[FOM] From theorems of infinity to axioms of infinity

Alasdair Urquhart urquhart at cs.toronto.edu
Thu Mar 21 10:31:13 EDT 2013


Timothy Chow wrote:

> Similarly, Russell never doubted the axiom of infinity, but just had a strong 
> intuition that it was redundant to postulate it separately.  When this 
> intuition proved to be wrong, it should not be bewildering to find him 
> effectively shrugging his shoulders and saying, "Oh well, I guess we'll just 
> have to postulate it separately after all."
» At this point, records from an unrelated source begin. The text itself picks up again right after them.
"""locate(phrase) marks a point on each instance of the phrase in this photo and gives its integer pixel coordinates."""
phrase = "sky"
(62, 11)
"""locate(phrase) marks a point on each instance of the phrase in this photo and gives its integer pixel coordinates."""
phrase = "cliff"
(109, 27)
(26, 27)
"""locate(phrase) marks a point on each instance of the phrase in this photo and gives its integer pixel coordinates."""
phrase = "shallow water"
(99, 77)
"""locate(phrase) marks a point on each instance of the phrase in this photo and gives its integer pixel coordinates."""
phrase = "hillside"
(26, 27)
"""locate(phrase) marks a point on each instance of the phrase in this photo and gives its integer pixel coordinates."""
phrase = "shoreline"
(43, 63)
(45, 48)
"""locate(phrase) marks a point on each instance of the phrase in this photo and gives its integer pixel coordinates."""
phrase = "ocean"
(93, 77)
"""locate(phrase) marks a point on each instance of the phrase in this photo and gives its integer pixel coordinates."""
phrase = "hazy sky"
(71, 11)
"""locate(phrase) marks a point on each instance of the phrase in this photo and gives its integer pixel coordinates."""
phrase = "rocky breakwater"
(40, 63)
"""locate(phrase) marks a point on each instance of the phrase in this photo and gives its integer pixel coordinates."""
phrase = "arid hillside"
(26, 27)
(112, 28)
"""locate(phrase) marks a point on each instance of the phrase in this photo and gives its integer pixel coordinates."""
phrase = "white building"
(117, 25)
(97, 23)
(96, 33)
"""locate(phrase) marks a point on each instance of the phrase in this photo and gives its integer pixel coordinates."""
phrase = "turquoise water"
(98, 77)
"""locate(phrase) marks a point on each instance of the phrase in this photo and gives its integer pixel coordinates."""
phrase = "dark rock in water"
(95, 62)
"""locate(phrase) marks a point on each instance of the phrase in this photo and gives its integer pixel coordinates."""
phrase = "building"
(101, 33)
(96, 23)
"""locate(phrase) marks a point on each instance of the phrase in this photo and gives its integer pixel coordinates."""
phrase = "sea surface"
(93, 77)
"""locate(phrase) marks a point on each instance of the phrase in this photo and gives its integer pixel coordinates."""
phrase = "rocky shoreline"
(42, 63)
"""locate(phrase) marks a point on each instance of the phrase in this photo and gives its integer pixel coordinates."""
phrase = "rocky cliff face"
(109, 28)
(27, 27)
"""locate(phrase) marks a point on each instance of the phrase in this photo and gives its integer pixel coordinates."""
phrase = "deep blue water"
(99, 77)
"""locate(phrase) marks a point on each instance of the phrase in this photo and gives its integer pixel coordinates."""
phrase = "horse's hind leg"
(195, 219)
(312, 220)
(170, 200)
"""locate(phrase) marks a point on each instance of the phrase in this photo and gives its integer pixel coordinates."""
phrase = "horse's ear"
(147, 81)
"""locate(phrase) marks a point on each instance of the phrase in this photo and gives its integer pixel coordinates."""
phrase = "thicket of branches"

The content of the phrase "there are infinitely many objects"
changed dramatically for Russell between
1900 and 1910.  In the "Principles of Mathematics" the universe
of objects includes all conceivable things, concrete or abstract.
By the time of "Principia Mathematica", the notion of "individual"
is much more restricted, being confined to things that are not
logically complex.

So, the Axiom of Infinity in PM says (for the ground type) that
there are infinitely many individuals in this sense.
Whitehead and Russell do NOT postulate this as an axiom,
or "Primitive Proposition" in their terminology.
In fact, Russell in the "Introduction to Mathematical Philosophy"
goes so far as to say that the theorem of PM that there there
is at least one individual is a defect in logical purity.

The notorious proofs of the axiom of infinity by Bolzano and
Dedekind both involve implicitly the notion of the class of all thinkable
objects.  The rejection of the universe of all objects
as a mathematical object (due to the paradoxes) is the source of the 
difficulties of Russell and Zermelo; it leads them to postulate
the Axiom of Infinity (Zermelo), or write theorems
with the Axiom as an explicit antecedent (Whitehead and Russell).